La plupart des régiments du premier empire eurent leur chien, et quelques-uns de ces chiens sont justement célèbres. Tel le nommé Moustache qui, en 1800, à Alexandrie-de-la-Paille, donna l'alarme et sauva son régiment sur le point d'être surpris par les Autrichiens. Le même Moustache, à Austerlitz, voyant tomber l'officier qui portait l'aigle, se précipita, saisit dans sa gueule la hampe du drapeau et rapporta l'emblème sacré dans les rangs français. Un boulet le tua au siège de Badajoz, en 1811 ; et, ce jour-là, on vit de vieux grenadiers endurcis par cent combats, pleurer sur le cadavre d'un pauvre chien.

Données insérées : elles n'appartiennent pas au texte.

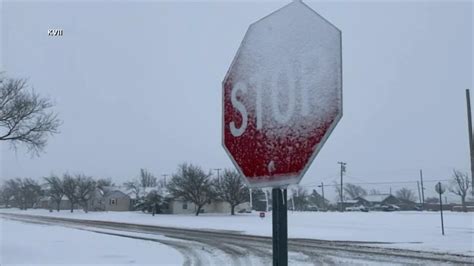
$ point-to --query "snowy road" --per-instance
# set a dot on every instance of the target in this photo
(206, 247)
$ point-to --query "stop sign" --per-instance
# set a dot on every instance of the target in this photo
(282, 95)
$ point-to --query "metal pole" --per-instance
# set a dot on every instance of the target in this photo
(419, 192)
(251, 201)
(218, 173)
(343, 164)
(322, 190)
(280, 227)
(266, 200)
(471, 147)
(441, 209)
(422, 191)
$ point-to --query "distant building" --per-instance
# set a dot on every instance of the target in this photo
(177, 206)
(48, 203)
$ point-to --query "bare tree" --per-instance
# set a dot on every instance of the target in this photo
(354, 191)
(70, 188)
(147, 179)
(25, 117)
(405, 194)
(300, 198)
(6, 195)
(460, 184)
(85, 187)
(25, 191)
(230, 188)
(135, 187)
(55, 190)
(192, 184)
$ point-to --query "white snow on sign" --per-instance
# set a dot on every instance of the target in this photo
(288, 72)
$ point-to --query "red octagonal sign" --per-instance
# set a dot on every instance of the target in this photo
(282, 95)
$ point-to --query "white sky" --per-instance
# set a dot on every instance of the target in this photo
(138, 85)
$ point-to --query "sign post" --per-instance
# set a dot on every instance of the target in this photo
(282, 97)
(440, 190)
(280, 226)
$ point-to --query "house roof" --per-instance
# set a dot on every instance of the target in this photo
(376, 198)
(129, 192)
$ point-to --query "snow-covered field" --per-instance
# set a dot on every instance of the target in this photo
(39, 244)
(412, 230)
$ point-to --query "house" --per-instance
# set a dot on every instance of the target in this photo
(376, 201)
(112, 199)
(47, 203)
(178, 206)
(353, 203)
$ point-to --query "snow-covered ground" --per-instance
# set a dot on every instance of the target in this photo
(38, 244)
(412, 230)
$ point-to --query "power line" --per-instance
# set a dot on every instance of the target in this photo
(315, 184)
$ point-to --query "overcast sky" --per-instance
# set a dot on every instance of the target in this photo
(138, 85)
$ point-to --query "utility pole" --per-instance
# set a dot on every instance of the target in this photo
(419, 192)
(471, 147)
(322, 191)
(251, 201)
(164, 177)
(422, 191)
(343, 170)
(218, 173)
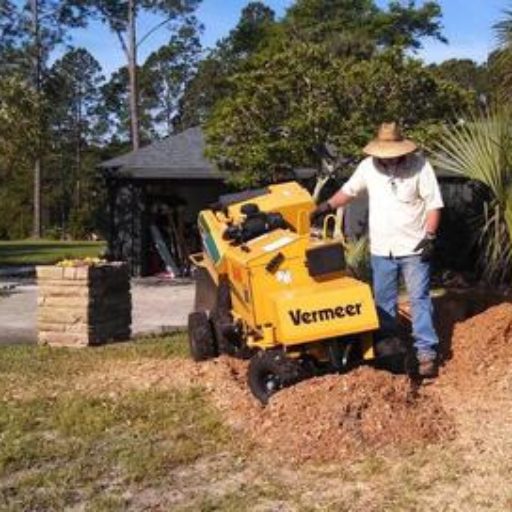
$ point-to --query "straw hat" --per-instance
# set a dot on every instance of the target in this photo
(389, 143)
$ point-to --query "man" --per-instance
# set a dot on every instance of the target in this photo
(404, 211)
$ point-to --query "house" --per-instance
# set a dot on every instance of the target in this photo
(165, 184)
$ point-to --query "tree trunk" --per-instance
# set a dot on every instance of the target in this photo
(36, 71)
(78, 154)
(132, 71)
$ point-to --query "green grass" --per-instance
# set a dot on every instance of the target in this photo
(46, 252)
(60, 447)
(52, 369)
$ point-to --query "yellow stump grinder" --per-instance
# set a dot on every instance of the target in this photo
(269, 290)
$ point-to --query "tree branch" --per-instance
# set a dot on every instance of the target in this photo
(154, 29)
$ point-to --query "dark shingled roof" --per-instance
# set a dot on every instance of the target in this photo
(178, 156)
(181, 156)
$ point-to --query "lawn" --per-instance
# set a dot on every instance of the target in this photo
(46, 252)
(118, 428)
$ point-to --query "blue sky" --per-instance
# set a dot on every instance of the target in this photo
(467, 25)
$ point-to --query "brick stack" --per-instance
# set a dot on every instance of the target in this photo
(81, 306)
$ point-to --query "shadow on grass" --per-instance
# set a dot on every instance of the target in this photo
(46, 252)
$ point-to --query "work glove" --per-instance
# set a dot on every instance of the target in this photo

Tofino, le chien des Vélites de la garde du prince Eugène, ne fut pas moins fameux. Il fit toute la campagne de Russie, alla de Milan à Moscou, assista à cinquante combats, faillit se noyer dans la Bérésina, traversa au retour, avec ce qui restait de son régiment, la Lithuanie, la Pologne, la Prusse, la Saxe, et finalement vint prendre sa retraite en Italie où, par ordre du vice-roi, il reçut jusqu'à son dernier jour une gamelle apportée matin et soir par un homme de corvée.
Les soldats, parait-il, se disputaient le soin de lui apporter sa gamelle comme un service d'honneur.
J'en pourrais citer maints autres : Corps de garde, chien de la 28e demi-brigade qui sauva un homme au passage du Tessin, Patte Blanche qui partagea la captivité de son maître, le lieutenant Burat, sur les pontons anglais ; Misère, un superbe caniche blanc, qui portait sur sa toison immaculée trois chevrons rouges dont les soldats l'avaient décoré en témoignage de ses services ; Azor, chien kabyle qui, dans un combat en Algérie eut une patte coupée d'un coup de yatagan et vécut sur les trois pattes qui lui restaient comme un brave invalide au sein de son régiment ; Loute, la chienne des gendarmes de la Garde qui accompagna son régiment en Crimée et monta à l'assaut du Mamelon-Vert et de Malakoff ; Trompe-la-Mort, enfin, le chien du caporal sapeur du 27e de ligne, ainsi nommé parce que, bien qu'il courût sans cesse après les obus avec un héroïsme inconscient, les obus l'épargnaient toujours. Trompe-la-Mort finit tout de même par être victime de sa témérité. A Malakoff, la lance d'un cosaque lui creva le flanc.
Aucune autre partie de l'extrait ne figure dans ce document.